Smith is fortunate enough to also have others doing the collecting: "I buy things from eBay, and there's a lot of people that know I collect things, so they're out there looking for me, and they're all over the United States." He continues: "It's neat to get things that originated in Davenport and now, you know, they've found their way to Texas or California or wherever, and they're making their round-trip back home."
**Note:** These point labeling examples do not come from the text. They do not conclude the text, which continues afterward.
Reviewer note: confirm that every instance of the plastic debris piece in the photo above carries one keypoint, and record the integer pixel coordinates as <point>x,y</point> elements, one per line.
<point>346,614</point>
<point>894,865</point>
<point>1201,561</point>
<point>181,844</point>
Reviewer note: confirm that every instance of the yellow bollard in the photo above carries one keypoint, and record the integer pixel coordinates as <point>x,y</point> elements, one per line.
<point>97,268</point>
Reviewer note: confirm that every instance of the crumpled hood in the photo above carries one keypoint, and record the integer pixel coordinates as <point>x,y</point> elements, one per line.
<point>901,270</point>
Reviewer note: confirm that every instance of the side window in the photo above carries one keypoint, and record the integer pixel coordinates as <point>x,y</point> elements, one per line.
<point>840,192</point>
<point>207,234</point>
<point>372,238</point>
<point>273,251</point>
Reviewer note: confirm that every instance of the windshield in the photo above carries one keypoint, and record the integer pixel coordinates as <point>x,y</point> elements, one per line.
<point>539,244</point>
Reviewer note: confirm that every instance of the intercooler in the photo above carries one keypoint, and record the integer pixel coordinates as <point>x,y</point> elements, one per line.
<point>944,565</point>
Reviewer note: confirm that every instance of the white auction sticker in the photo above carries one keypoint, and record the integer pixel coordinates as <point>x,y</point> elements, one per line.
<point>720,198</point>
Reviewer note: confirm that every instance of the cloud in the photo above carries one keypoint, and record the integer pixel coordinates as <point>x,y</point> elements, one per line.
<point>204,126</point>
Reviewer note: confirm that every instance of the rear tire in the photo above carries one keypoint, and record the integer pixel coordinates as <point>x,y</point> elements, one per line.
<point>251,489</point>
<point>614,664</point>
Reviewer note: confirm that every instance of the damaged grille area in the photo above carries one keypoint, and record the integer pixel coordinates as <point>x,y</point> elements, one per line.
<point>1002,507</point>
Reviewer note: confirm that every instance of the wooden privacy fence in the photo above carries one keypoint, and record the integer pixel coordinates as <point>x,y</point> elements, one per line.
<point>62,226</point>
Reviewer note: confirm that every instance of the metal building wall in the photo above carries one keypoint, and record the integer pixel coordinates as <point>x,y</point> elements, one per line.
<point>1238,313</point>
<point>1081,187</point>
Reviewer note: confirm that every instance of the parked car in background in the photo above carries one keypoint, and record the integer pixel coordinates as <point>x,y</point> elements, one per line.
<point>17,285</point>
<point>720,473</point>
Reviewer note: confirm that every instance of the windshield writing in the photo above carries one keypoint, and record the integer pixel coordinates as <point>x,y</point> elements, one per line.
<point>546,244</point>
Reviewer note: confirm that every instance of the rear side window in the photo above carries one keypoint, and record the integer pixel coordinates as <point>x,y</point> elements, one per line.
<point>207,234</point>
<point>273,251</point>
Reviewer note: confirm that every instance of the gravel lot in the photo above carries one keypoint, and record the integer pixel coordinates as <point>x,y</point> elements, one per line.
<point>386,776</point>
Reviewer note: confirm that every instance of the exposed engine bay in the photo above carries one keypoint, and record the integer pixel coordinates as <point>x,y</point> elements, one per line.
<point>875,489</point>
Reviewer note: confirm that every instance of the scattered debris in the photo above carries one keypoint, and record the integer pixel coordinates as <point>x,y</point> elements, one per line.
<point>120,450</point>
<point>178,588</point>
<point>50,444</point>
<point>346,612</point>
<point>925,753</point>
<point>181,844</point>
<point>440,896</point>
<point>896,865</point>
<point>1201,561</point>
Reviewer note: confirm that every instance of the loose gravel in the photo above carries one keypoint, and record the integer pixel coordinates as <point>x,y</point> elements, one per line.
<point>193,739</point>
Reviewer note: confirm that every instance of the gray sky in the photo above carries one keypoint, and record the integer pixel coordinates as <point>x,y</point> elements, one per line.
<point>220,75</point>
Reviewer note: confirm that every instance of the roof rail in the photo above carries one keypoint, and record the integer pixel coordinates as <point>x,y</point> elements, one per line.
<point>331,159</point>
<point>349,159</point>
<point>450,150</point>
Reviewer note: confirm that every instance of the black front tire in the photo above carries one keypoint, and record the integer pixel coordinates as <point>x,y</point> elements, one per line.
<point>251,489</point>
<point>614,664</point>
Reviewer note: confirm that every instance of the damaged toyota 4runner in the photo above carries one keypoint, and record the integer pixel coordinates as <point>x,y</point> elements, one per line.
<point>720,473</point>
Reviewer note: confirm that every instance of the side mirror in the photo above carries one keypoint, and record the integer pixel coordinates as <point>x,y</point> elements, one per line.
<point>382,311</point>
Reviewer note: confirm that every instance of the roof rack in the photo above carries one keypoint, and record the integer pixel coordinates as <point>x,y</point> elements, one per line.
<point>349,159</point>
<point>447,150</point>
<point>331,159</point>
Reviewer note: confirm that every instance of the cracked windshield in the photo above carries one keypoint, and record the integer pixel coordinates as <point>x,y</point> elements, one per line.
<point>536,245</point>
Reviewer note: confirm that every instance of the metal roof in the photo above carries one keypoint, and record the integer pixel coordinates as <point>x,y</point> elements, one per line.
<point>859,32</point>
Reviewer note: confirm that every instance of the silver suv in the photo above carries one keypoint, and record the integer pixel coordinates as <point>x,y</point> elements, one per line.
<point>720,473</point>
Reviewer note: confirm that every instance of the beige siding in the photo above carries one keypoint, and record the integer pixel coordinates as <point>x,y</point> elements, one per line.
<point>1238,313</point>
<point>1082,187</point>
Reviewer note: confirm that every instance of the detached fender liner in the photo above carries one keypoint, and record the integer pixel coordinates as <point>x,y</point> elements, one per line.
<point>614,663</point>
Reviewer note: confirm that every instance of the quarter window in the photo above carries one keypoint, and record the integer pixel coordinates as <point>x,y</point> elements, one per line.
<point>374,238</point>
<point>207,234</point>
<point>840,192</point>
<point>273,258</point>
"And when they told me about it," adds Smith with a laugh, "Their next line was, ‘And you've got four months to start and complete it.'" Despite the time constraints, though, Smith was excited by the project. "They [Arcadia] had already done a book on Davenport about eight or nine years ago," he says, "but they thought it was time that that could be updated ... and I thought I could come at it from a different angle, and maybe show some rarer items." Smith accepted Arcadia's proposal - even with its word- and photo-limit restraints - and says that from that point on, "basically all I did in my spare time was try to sort through thousands of photographs and postcards and pull the things that I thought were the most interesting - the rarest things, and things that maybe weren't quite so rare but had to be in the book to make it better-rounded." In addition to amassing photos, though, Smith also wanted to compose accompanying historical descriptions, which required exact knowledge about the years in which the photos were taken and the postcards printed.
"One of the things I'm most proud of is my collection of original city directories," he says. "I have a pretty extensive collection, dating back to the very first one ever issued in the 1850s. I probably have, I dunno, maybe 75." While his collection is enormous, Smith admits that it isn't exhaustive, and so additional library research was also called for. "Even though you have an idea of what you want to say and think you know the facts," says the author, "everything has to be kind of double-researched." And Smith recalls that "the one thing that sticks out in my mind about everything else, in doing this book, is how much erroneous information is out there" concerning dates. "Hopefully I've cleared up some things, because you can go back into some of the history books that have been written on the area, and some of the misinformation has just been perpetuated from book to book to book."
"I tried to do my best at making it interesting," he adds. "I just hoped that my book would be able to, as I like to say, create images or reminiscences of our own pasts, based on the pictures that we see in the book." And is Davenport's author happy with the results? "I think so," says Smith. "For a first effort, and considering the hoops I had to jump through, I was pretty pleased with it."